El descrédito de los políticos (que no de la política) de cara a la ciudadanía es mayúsculo. El alejamiento progresivo y divorcio entre los votantes y los partidos es preocupante. La Gran Recesión de 2008, los recortes, la pandemia y el empobrecimiento de las clases medias han generado un malestar que precisamente es sobre el que cabalga Vox y las demás extremas derechas que pululan por el Viejo Continente.
Es asombroso cómo los partidos clásicos piensan que difuminándose a sí mismos y personándose como meras gestorías piensan volver a producir encanto en la sociedad. La crisis de las formaciones es creciente, la militancia decae y pocos son ya los convencidos con una u otra oferta electoral. En apenas un año mal contado habrá distintas citas electorales y se han desatado los nervios en las respectivas organizaciones: toca hacer las listas. El problema radica en que se presiente que la pugna por ocupar las planchas responde más bien a inquietudes muy personales de continuar (por legítimas que sean) que por defender un ideario u otro. Esto carcome la democracia. De hecho, la fatiga de materiales ya se detecta. Si los partidos no se regeneran, si no preservan sus esencias y apuestan por expandirse al coste que sea entrando en una espiral de tratar de captar todo a izquierda y derecha, centro y periferia, terminarán por antojarse como refrescos a la venta en un supermercado, que tanto vale uno como el otro para si acaso saciar la sed. Mal asunto.

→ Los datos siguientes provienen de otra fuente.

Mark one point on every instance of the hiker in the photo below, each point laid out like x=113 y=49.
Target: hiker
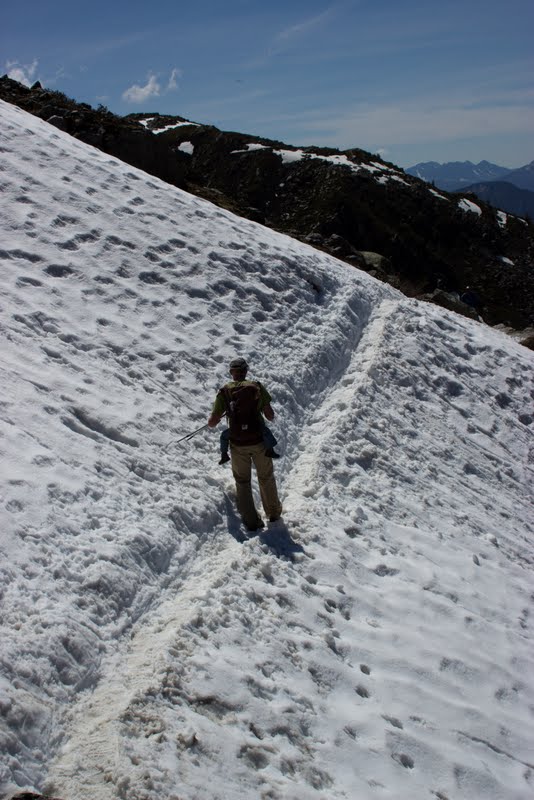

Los partidos conservadores y liberales del siglo XIX y principios del XX fueron superados por los movimientos obreros y socialistas. Lo extraparlamentario acabó por trastocar a los agentes parlamentarios de antaño. No ocurrió de un día para otro sino que fue paulatino. Pero se impuso. Ahora los partidos tal como están, que no son los de la sociedad de masas ni los ‘catch-all party’ (‘atrapalotodo’), son sometidos a un estigma fruto, por un lado, del discurso de la ultraderecha y, por el otro, de los errores propios.
Ya todo vale. También en el balompié. La directiva del Fútbol Club Barcelona se escandalizó porque al Camp Nou asistieron 30.000 alemanes seguidores del equipo contrario. ¿Dónde estaba la hinchada local? Se supone que vendió su abono del encuentro concreto y las entradas, amén de la globalización y de los intermediarios que harían el resto, se repartieron bajo la ley de la oferta y la demanda. Ninguna sorpresa vista la evolución del fútbol como negocio desde hace décadas. A este paso serán los partidos políticos los que tendrán que pagar por que la gente acuda a sus mítines, cada vez más reducidos. ¿Amor a los colores del club? ¿Defensa de las convicciones ideológicas? Posmodernidad líquida. Y las transformaciones sociales que son imparables son semejantes a los temores instalados en los aparatos. Es la crisis de la intermediación y el cansancio hacia la cartelización de las siglas. Quien pierde es la democracia representativa y, por ende, el hartazgo se propaga. Y eso que en el cóctel no hemos metido el ingrediente de la corrupción que, incluso, permitió que algunos hicieran suculentos negocios cuando se vivía el confinamiento y las muertes diarias eran como partes de guerra.